Delhi Gives Modi His First Big Jolt

Just nine months after the BJP’s sweeping Lok Sabha victory under Modi’s stewardship, Delhi has handed out the BJP a crushing defeat in the elections to the Delhi Assembly. In May 2014, the BJP had bagged all the 7 LS seats in Delhi with a lead in 60 of the 70 Assembly segments. In February 2015, the outcome stands spectacularly reversed with the BJP reduced to just three seats and the AAP securing way above half of the polled vote and an astounding seat tally exceeding even the 95% mark.

The Delhi verdict stands out for its unprecedented intensity and sharp clarity. To be sure, the verdict must be seen primarily in the specific context of Delhi where the AAP had struck a popular chord with its brief stint of 49 days before Arvind Kejriwal had dramatically resigned. This time round, Delhi has voted overwhelmingly to give AAP the strongest possible mandate and the fullest opportunity to translate its promises into reality. The urban poor and every deprived neighbourhood of Delhi voted overwhelmingly for the AAP as did large sections of Delhi’s middle class voters.

The BJP must have sensed it coming and so it pressed all it had into service. Modi led the campaign from the front with all the might of his government; Amit Shah applied all his vote-gathering acumen while the RSS brought its fabled organizational network into play. But this was one election in which almost every move of the BJP backfired and contributed to this spectacular electoral rout of the party. And having made it into a huge prestige battle for the Modi government and personally for the Modi cult, there is no way the BJP can now trivialize the defeat and attribute it to some local factors.

Two unmistakable messages emanating from the Delhi elections will keep resonating beyond the borders of Delhi in the coming days. The assertion of the urban poor and working people and young people of Delhi is a reassuring phenomenon in the ongoing battle against corporate plunder and mass deprivation and denial of rights. Instead of talking about migration of voters from this or that party to AAP, one must recognize and respect this decisive assertion of the people. The second feature that stands out is a distinct rebuff against the communal agenda unleashed by the BJP and the growing authoritarian overtones of the Modi regime.

There is also a deeper message about the AAP model of politics. The BJP had sought to discredit and target the AAP as a party which advocated and practiced anarchy. The emphatic victory of the AAP clearly shows that the people of Delhi did not think so. The people were clearly upset and angry with the ill-advised resignation of Arvind Kejriwal, but the AAP attempt at charting a new course combining governance and agitation and shedding trappings of ‘VIP culture of the political establishment’ has the backing of the people as long as the AAP stays true to its basic promises.

The political evolution of the AAP will continue to evoke interest and attention beyond Delhi.
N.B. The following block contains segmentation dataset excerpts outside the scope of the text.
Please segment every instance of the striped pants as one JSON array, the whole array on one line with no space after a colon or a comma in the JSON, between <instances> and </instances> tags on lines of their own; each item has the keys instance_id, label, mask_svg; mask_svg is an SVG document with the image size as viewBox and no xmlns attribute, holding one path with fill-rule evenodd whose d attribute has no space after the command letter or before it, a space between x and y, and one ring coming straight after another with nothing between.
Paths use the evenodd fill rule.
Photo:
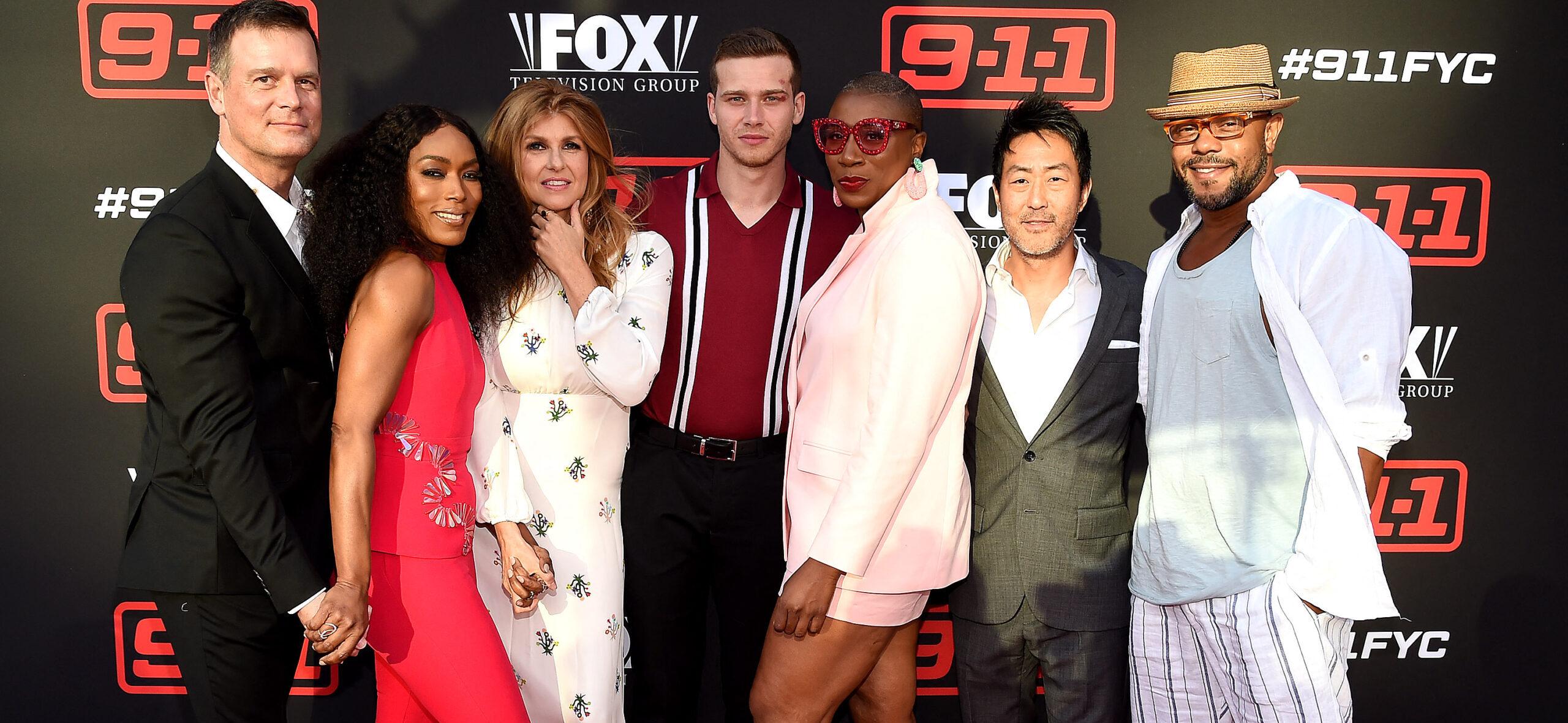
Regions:
<instances>
[{"instance_id":1,"label":"striped pants","mask_svg":"<svg viewBox=\"0 0 1568 723\"><path fill-rule=\"evenodd\" d=\"M1350 721L1350 619L1283 577L1182 605L1132 596L1131 627L1134 721Z\"/></svg>"}]
</instances>

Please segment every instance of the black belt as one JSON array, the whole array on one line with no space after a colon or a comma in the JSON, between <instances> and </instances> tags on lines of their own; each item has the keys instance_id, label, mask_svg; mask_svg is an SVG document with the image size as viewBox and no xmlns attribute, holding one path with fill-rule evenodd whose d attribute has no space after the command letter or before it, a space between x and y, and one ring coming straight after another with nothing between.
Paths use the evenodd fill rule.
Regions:
<instances>
[{"instance_id":1,"label":"black belt","mask_svg":"<svg viewBox=\"0 0 1568 723\"><path fill-rule=\"evenodd\" d=\"M637 431L646 434L648 439L654 441L654 444L681 452L690 452L709 460L732 463L742 456L760 456L784 452L784 434L757 439L706 438L701 434L687 434L684 431L671 430L670 427L654 422L641 414L635 419Z\"/></svg>"}]
</instances>

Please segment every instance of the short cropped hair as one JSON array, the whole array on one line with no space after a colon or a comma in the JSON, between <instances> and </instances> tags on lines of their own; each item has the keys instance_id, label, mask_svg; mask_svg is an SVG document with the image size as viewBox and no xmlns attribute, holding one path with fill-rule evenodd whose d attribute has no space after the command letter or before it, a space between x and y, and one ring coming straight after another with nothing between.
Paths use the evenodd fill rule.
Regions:
<instances>
[{"instance_id":1,"label":"short cropped hair","mask_svg":"<svg viewBox=\"0 0 1568 723\"><path fill-rule=\"evenodd\" d=\"M317 55L321 53L321 41L310 28L310 16L298 5L279 0L245 0L223 11L207 33L207 66L218 80L229 82L229 42L234 35L245 28L259 30L301 30L310 36Z\"/></svg>"},{"instance_id":2,"label":"short cropped hair","mask_svg":"<svg viewBox=\"0 0 1568 723\"><path fill-rule=\"evenodd\" d=\"M889 97L903 108L903 114L908 116L903 121L914 124L916 130L925 130L925 108L920 107L920 96L914 93L914 86L897 75L881 71L856 75L839 91L839 96L845 94ZM894 118L894 121L900 119Z\"/></svg>"},{"instance_id":3,"label":"short cropped hair","mask_svg":"<svg viewBox=\"0 0 1568 723\"><path fill-rule=\"evenodd\" d=\"M773 55L789 58L789 91L800 93L800 53L795 52L795 44L789 38L768 28L742 28L721 38L718 49L713 50L713 63L707 66L707 82L713 93L718 93L718 61L721 60L768 58Z\"/></svg>"},{"instance_id":4,"label":"short cropped hair","mask_svg":"<svg viewBox=\"0 0 1568 723\"><path fill-rule=\"evenodd\" d=\"M991 183L994 187L1002 187L1002 157L1007 155L1007 149L1013 147L1018 136L1027 133L1040 136L1055 133L1066 138L1079 165L1079 183L1088 182L1088 130L1083 130L1077 116L1062 100L1036 91L1019 99L1002 114L1002 129L996 132L996 146L991 147L991 173L996 174Z\"/></svg>"}]
</instances>

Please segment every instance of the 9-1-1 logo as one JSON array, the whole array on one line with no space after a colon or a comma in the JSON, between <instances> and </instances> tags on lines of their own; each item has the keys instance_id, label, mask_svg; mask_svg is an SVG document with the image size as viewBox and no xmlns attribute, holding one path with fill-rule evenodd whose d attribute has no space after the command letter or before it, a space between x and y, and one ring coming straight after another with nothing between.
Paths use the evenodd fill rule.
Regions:
<instances>
[{"instance_id":1,"label":"9-1-1 logo","mask_svg":"<svg viewBox=\"0 0 1568 723\"><path fill-rule=\"evenodd\" d=\"M234 2L82 0L82 88L93 97L207 97L207 31ZM290 2L318 30L315 3Z\"/></svg>"},{"instance_id":2,"label":"9-1-1 logo","mask_svg":"<svg viewBox=\"0 0 1568 723\"><path fill-rule=\"evenodd\" d=\"M1116 20L1102 9L889 8L883 71L927 108L1011 108L1046 91L1076 110L1110 107Z\"/></svg>"},{"instance_id":3,"label":"9-1-1 logo","mask_svg":"<svg viewBox=\"0 0 1568 723\"><path fill-rule=\"evenodd\" d=\"M1338 198L1410 254L1413 267L1474 267L1486 257L1491 177L1461 168L1279 166Z\"/></svg>"}]
</instances>

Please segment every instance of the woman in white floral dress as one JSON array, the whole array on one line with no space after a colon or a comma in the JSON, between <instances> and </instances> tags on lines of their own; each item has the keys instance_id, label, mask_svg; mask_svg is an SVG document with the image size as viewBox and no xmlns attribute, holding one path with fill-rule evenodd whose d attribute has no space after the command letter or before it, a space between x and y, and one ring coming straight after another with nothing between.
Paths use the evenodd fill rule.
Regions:
<instances>
[{"instance_id":1,"label":"woman in white floral dress","mask_svg":"<svg viewBox=\"0 0 1568 723\"><path fill-rule=\"evenodd\" d=\"M474 428L480 593L533 721L624 720L621 466L659 372L670 245L615 205L604 116L580 93L514 89L486 138L535 212L547 267L486 354ZM539 598L511 576L550 582Z\"/></svg>"}]
</instances>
Buoyed by its tremendous initial success in its debut elections to the Delhi Assembly in December 2013, the AAP had tried to spread its net far and wide in the 2014 LS elections with Kejriwal himself taking on Modi in Varanasi. Kejriwal came back apologizing for his resignation and the AAP adopted almost an exclusively Delhi-centric approach, concentrating all its resources and energy in Delhi. It now remains to be seen how the AAP combines its role as the ruling party in Delhi and its attempt at expanding its political presence and role on the national plane.

The post-poll analysis of the Delhi vote makes it abundantly clear that the biggest proportion of AAP votes came from Delhi’s urban poor and deprived areas and from dalits and Muslims who traditionally voted for the Congress. Some observers and activists naturally feel tempted to see the rise of the AAP as a sign of ‘class war’, but it must be remembered that AAP describes its own politics as ‘class politics without class struggle’ and the economic vision outlined by Kejriwal fully endorses the free market thrust of neo-liberalism while disapproving of the corruption it invariably engenders.

Regardless of how the AAP evolves as a political formation, the Delhi verdict will definitely inspire the people across the country in their ongoing battle against the corporate-communal offensive spearheaded by the Narendra Modi regime. If all the 2014 elections had gone the BJP way, 2015 has begun on a different note. It is now time for the voices of resistance and change to resonate louder and clearer across the length and breadth of India.